Foster parent advice for answering the tough questions


I work as a Certified Child Life Specialist in a hospital setting where I am often charged with providing supportive conversations with children about new diagnosis, surgery and loss.

Even with formal training and a degree to support this work, it is often my 5½-year-old’s infinite curiosity that brings me to a loss for words.

Our family currently finds itself in various stages of permanency. We have an adopted son, a baby we are fostering, and I am also expecting. On the way to school one day, my son asked, “What will happen if we can’t adopt the baby (in your belly)?” Previously, he had asked, “Will we get to keep the baby in your belly?”
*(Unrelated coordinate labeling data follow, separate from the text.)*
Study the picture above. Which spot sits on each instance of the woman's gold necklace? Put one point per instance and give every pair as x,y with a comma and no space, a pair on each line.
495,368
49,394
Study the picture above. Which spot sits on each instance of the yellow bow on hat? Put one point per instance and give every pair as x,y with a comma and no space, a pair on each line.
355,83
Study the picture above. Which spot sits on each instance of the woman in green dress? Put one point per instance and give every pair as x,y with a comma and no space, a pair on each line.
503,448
This led to a conversation about why someone might enter foster care, or need adoptive services. I started, “Everyone grows in their mom’s belly, sometimes kids get to stay with that mom and dad and sometimes they need to stay with another family who will help take care of them.” Then he wanted to know, “Why did Mama need help taking care of me?”

I appreciate that everyone has a different story, and that everyone who enters foster care does so under unique and often very sensitive circumstances. Sometimes these details may not be appropriate for young children to hear, but I also appreciate a child’s need to develop his self-identity and to become familiar with his own story.  We have an infamous statement in my field that we often share with parents to encourage sensitive transparency, “if children aren’t given information, they often make it up for themselves and oftentimes their version can be very far from the truth.”
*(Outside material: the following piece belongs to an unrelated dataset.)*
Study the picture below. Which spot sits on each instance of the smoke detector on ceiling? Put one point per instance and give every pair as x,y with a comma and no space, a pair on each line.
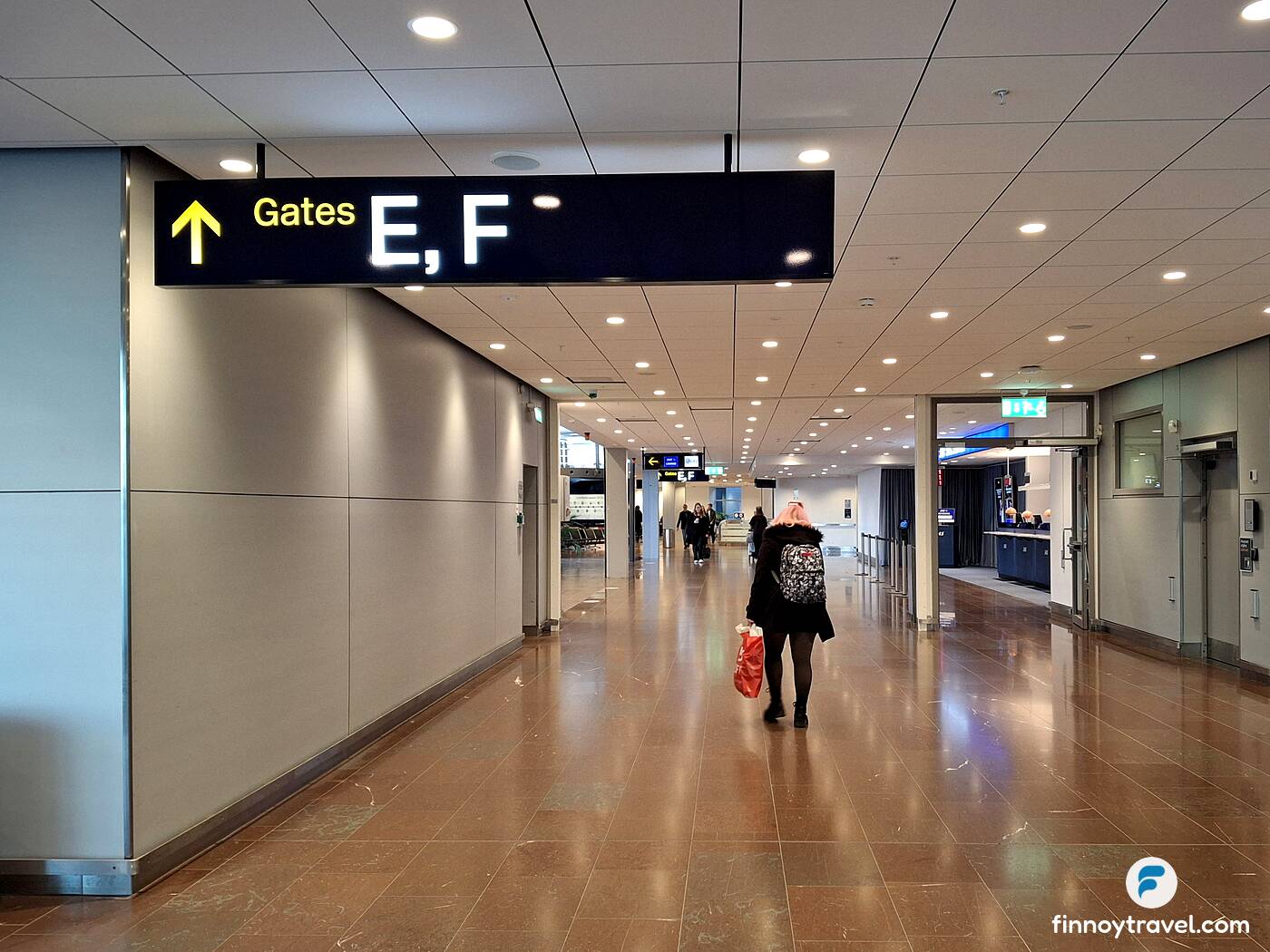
516,161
There are resources and people to support you through these tough questions. While it might be easier if our kids talk to their counselors, teachers, therapists or caseworkers about these thoughts, they often come up under our care. A kid’s curiosity often peaks at bedtime, or while you’re making dinner together, during trips in the car or other moments where there is quiet attention. How will you respond?

Some tips:

  • Be honest, even if this means saying, “I don’t know, I often wonder that, too.”
  • Be supportive of the vulnerability it takes to ask you these questions by saying something like, “Wow, those are some big questions. Thank you for sharing them with me.”
  • Be committed to helping your child find the answers or support she is seeking. Contact your social worker for more help with outside resources. “I don’t know, but I will talk to someone who might be able to help us find out more.”
  • If you are worried about the biological family’s privacy and sensitivity of the information, always consult with your child’s social worker, therapist, or other support person before answering your child.